The SEC found that two of Barclay’s advisory programs charged some 2,000 clients fees for various tasks — including due diligence and monitoring of third-party investment managers — that they did not perform. The net result was that Barclays overbilled clients by some $50 million.
Barclays was also found to have collected excess mutual fund sales fees from 63 brokerage clients by recommending more expensive mutual fund share classes, the SEC said, when less expensive options were available. Additionally, the SEC found over 22,000 accounts where Barclays paid excess fees due to billing errors and miscalculations by the investment firm.
In its ruling, the SEC found Barclays in violation of sections of both the Investment Advisers Act of 1940 and the Securities Act of 1933. In a settlement, Barclays agreed to settle and pay over $97 million.

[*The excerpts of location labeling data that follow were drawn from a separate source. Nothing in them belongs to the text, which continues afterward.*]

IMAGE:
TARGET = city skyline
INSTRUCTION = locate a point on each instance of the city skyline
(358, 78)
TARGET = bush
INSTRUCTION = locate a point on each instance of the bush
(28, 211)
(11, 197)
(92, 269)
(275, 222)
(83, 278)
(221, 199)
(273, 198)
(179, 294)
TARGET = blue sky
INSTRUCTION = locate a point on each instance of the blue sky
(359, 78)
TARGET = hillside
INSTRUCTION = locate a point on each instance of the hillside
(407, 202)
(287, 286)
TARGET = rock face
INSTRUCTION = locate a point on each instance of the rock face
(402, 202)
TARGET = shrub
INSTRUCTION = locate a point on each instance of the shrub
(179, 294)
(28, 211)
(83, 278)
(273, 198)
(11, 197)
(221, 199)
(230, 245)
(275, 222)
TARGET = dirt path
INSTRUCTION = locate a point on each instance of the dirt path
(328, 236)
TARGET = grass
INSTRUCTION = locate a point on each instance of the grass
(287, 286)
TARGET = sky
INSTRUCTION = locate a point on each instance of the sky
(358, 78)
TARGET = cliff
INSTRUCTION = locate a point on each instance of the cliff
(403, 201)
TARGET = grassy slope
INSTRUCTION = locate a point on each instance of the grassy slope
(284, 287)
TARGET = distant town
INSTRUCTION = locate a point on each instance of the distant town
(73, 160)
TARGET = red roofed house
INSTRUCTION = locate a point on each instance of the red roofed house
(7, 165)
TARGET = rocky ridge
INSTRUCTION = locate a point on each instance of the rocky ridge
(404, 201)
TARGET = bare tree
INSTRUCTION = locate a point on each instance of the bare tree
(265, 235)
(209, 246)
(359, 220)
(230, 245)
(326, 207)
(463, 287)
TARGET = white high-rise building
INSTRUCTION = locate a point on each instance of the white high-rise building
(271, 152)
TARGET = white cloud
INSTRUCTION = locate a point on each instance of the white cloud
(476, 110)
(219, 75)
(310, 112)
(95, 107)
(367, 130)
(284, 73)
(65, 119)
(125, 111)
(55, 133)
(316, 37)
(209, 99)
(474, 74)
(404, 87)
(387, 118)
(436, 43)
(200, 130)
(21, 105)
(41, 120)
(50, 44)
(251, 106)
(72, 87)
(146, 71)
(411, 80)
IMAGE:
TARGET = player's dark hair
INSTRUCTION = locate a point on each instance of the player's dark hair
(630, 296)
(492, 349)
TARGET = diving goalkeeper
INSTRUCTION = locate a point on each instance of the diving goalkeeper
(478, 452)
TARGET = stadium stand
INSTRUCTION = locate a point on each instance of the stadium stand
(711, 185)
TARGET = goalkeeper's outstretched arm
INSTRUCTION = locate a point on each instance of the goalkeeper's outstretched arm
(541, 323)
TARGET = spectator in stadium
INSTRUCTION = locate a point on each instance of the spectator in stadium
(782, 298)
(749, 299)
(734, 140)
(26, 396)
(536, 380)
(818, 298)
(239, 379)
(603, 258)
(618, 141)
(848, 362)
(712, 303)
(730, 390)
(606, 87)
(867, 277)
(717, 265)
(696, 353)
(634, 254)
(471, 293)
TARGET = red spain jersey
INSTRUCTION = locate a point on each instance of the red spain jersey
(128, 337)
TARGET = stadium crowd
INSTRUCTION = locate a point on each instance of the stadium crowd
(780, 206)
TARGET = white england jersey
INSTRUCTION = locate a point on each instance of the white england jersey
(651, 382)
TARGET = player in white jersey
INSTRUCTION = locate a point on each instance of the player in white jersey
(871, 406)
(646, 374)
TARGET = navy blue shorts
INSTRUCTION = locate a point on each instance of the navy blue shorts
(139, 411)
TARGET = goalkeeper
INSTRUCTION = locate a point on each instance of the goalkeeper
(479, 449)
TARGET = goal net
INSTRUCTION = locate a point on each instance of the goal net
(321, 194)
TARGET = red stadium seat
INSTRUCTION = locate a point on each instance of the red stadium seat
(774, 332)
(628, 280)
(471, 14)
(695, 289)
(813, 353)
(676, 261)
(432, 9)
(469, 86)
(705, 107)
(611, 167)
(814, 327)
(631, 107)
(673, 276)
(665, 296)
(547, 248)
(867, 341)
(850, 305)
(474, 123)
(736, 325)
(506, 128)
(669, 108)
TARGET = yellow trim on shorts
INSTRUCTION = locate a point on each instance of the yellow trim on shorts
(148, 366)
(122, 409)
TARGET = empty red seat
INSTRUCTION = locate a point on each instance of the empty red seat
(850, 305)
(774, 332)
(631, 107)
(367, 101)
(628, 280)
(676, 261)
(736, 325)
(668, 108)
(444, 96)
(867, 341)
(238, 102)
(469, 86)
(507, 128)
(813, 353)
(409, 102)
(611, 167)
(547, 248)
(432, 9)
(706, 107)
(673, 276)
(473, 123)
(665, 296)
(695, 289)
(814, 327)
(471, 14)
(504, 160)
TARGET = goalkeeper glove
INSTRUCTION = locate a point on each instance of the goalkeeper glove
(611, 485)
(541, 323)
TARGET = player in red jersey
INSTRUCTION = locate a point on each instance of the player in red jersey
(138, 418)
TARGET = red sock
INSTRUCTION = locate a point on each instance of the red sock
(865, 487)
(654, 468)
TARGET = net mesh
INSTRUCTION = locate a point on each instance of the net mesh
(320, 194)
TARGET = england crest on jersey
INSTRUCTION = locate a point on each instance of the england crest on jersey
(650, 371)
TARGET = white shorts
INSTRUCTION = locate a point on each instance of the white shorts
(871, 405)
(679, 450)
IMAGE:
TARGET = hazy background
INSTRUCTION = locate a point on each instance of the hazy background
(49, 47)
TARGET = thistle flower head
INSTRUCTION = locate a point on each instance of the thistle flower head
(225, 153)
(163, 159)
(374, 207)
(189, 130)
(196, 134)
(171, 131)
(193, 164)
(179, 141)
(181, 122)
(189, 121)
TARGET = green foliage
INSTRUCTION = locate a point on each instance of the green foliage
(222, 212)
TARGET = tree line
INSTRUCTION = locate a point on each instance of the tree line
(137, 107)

“Barclays failed to ensure that clients were receiving the services they were paying for,” said C. Dabney O’Riordan, co-chief of the SEC Enforcement Division’s Asset Management Unit. “Each set of clients who were harmed are being refunded through the settlement.”
The settlement included creating a Fair Fund worth over $49.78 million to refund advisory fees in addition to over $13.75 million in interest and payment of a $30 million penalty.
The investment bank will also pay $3.5 million to advisory clients who invested in unmonitored, underperforming investment strategies and third-party investment managers, as well as to the brokerage clients who were directed toward more expensive share classes.